Mientras un tiburón necesita acercarse a un cable y conseguir perforar sus protecciones, un barco puede enganchar accidentalmente una infraestructura con un ancla o un equipo de pesca y ejercer sobre ella fuerzas enormes.
TeleGeography calcula que los accidentes relacionados con barcos pesqueros y anclas representan aproximadamente dos tercios de los fallos, mientras que califica las mordeduras de tiburones como extraordinariamente raras.
La pesca introduce además un riesgo indirecto que tampoco tiene que ver con los animales. El ICPC ha advertido, por ejemplo, sobre los dispositivos de concentración de peces (FAD, por sus siglas en inglés), estructuras utilizadas en determinadas pesquerías que pueden interferir con operaciones de instalación y mantenimiento de cables. El pez vuelve a aparecer en la historia, pero esta vez el problema procede del equipo utilizado por las personas para capturarlo.

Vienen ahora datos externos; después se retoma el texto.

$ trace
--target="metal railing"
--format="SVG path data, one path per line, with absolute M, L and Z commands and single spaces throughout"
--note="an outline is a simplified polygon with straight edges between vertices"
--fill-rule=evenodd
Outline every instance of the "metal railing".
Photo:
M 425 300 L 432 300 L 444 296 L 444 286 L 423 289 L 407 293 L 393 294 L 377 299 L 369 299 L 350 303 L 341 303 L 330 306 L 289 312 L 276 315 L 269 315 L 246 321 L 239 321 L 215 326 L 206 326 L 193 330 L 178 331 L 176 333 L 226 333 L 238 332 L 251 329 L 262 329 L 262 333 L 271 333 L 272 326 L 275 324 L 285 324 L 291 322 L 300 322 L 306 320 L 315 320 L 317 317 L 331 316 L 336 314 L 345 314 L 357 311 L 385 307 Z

Un cable roto no significa que Internet desaparezca
Que se produzcan hasta 200 fallos al año puede parecer incompatible con la estabilidad de las comunicaciones internacionales.

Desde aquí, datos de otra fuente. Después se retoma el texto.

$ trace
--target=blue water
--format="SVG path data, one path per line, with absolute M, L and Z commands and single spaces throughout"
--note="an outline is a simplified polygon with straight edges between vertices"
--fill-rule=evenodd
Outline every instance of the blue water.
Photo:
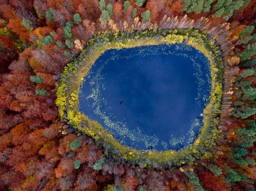
M 81 111 L 120 142 L 143 150 L 193 143 L 211 87 L 209 60 L 184 44 L 106 51 L 85 78 Z

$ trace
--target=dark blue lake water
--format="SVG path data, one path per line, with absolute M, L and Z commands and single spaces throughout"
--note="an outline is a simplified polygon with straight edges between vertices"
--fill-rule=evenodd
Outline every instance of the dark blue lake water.
M 85 77 L 80 109 L 119 142 L 166 151 L 189 145 L 211 89 L 209 60 L 181 44 L 106 51 Z

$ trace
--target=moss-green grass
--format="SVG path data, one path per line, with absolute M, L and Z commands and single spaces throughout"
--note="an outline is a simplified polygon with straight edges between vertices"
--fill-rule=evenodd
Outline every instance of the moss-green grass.
M 97 121 L 90 120 L 80 112 L 78 95 L 81 84 L 92 65 L 105 51 L 111 49 L 182 42 L 192 45 L 207 57 L 212 70 L 212 89 L 210 102 L 204 111 L 203 126 L 197 138 L 190 146 L 177 151 L 133 149 L 121 144 Z M 220 55 L 214 39 L 209 40 L 205 32 L 193 28 L 158 29 L 114 33 L 106 32 L 90 40 L 78 57 L 65 68 L 57 88 L 56 102 L 60 117 L 78 132 L 93 138 L 99 146 L 103 148 L 106 157 L 112 158 L 117 161 L 121 161 L 123 158 L 128 162 L 145 167 L 152 168 L 160 165 L 169 168 L 187 163 L 190 164 L 197 157 L 210 157 L 212 154 L 209 151 L 219 136 L 217 126 L 220 113 L 217 110 L 220 109 L 222 96 L 223 70 Z M 217 109 L 213 111 L 212 108 Z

La explicación está en la redundancia.
Los operadores distribuyen sus conexiones entre diferentes sistemas submarinos. Cuando uno queda fuera de servicio, el tráfico puede redirigirse por otras rutas mientras un buque especializado se desplaza hasta la zona y realiza la reparación.
TeleGeography explica que esta estrategia de diversificación es precisamente la razón por la que la mayoría de las roturas pasa inadvertida para el público.
La situación es más delicada en países o territorios conectados mediante pocos cables, especialmente cuando un terremoto, corrimiento submarino u otro fenómeno afecta simultáneamente a varias rutas.
La historia de los animales que atacan Internet resulta, por tanto, bastante menos amenazante de lo que sugieren sus imágenes.
Tiburones, barracudas y otros peces han conseguido dañar cables a lo largo de la historia. Incluso existen registros de dientes encontrados en sus cubiertas. Pero las mejoras de diseño y protección han convertido esas averías en una rareza.
El famoso tiburón consiguió algo mucho más duradero que cortar Internet: convertirse en la cara visible de uno de los mitos tecnológicos más persistentes de la red.
Los datos señalan hacia otro culpable. Cuando un cable submarino falla actualmente, tiene mucho más sentido buscar un pesquero o un ancla que una mandíbula con dientes.
Preguntas frecuentes
¿Qué animales pueden dañar los cables submarinos?
Existen daños históricos atribuidos a tiburones, barracudas y otros peces. En algunos cables llegaron a encontrarse dientes incrustados en las cubiertas, aunque estos incidentes son actualmente muy raros.
¿Las ballenas pueden romper cables de Internet?
Se han documentado interacciones históricas entre grandes animales marinos y cables, pero no constituyen una causa habitual de averías en las redes modernas.
¿Los pulpos o los cangrejos pueden cortar un cable submarino?
Pueden interactuar con infraestructuras situadas en el fondo marino, pero las fuentes consultadas no los identifican como una causa relevante de fallos en los cables modernos de telecomunicaciones.
¿Cuál es el mayor peligro para los cables submarinos?
Las actividades humanas accidentales. El ICPC estima que aproximadamente el 70-80 % de los fallos procede principalmente de la pesca y las anclas de los barcos.